The short - and long-term goals of the NSC are to provide documented, factual information on the overall benefits of natural stone and position natural stone as a material that supports green awareness, initiatives and certifications. A major component of the program will be promotion and education aimed at both the natural stone, design, construction and landscape industries.

The NSC also joined the U.S. Green Building Council (USGBC) of Washington DC, formed in 1993 with the goal of advancing more sustainable building practices. The USGBC, which now numbers over 7,000 member organizations, has developed a rating system called LEED, which stands for Leadership in Energy & Environmental Design. LEED is a voluntary national standard and certification program, which defines high-performance green buildings. The wide-ranging membership of USGBC includes architects, engineers, designers, consultants, contractors, builders, product manufacturers, non-profit and environmental organizations.

Mattke explained that until Fall 2005, trade associations were unable to join the USGBC, and thus were unable to provide the kind of support materials that helped position the products they represent as worthy of “green” consideration. Since then, nearly three dozen construction and materials related associations have joined the organization.

In addition, the NSC committee is organizing an advisory council made up of architects, designers, specification writers and others with an intimate knowledge of natural stone and its uses in building and landscaping, Mattke said.

Finally, NSC will undertake testing and research to support and increase Natural Stone's contribution to LEED Certification points.
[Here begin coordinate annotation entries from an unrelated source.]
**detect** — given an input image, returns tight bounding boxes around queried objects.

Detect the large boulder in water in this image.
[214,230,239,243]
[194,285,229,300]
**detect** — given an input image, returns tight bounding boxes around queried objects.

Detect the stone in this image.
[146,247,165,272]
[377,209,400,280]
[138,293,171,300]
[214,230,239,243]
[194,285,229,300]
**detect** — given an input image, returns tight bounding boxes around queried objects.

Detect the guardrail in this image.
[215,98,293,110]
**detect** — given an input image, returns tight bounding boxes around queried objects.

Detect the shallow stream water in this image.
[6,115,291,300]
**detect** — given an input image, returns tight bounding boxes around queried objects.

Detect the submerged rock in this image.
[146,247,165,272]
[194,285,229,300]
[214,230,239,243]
Some examples of “green” testing opportunities include life cycle assessment, life cycle cost and reclamation activities and benefits. Other members of the NSC Committee on Sustainability include Kathy Spanier, also of Cold Spring Granite Co., Quade Weaver of TexaStone Quarries, Dan Ouellette and Bill Eubank of Luck Stone Corp. and Alex Bachrach ofStone WorldMagazine.
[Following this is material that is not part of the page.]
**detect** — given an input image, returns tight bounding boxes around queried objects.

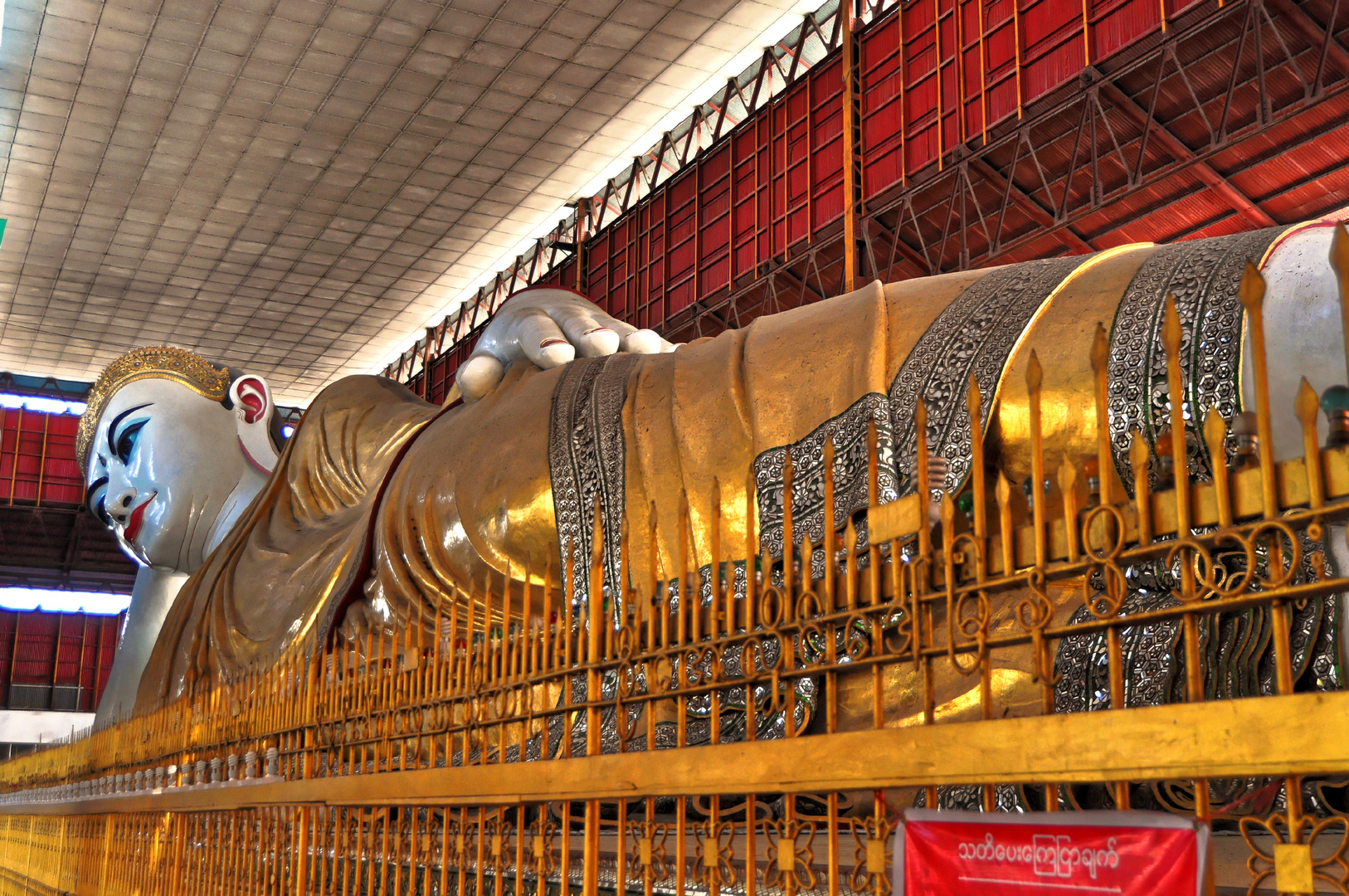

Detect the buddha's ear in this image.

According to Duke Pointer, executive director of the Natural Stone Council and member representative to the USGBC, the organization was formed in 2003 to promote the value and unique benefits of real natural stone and to design and implement solutions to the marketplace misconceptions about natural versus engineered stone. “NSC is made up of a diverse group of stone industry businesses and trade associations,” Pointer said. “Participation in the green movement is right in line with the Council's mission to raise the level of awareness and education of natural stone in the North American market.”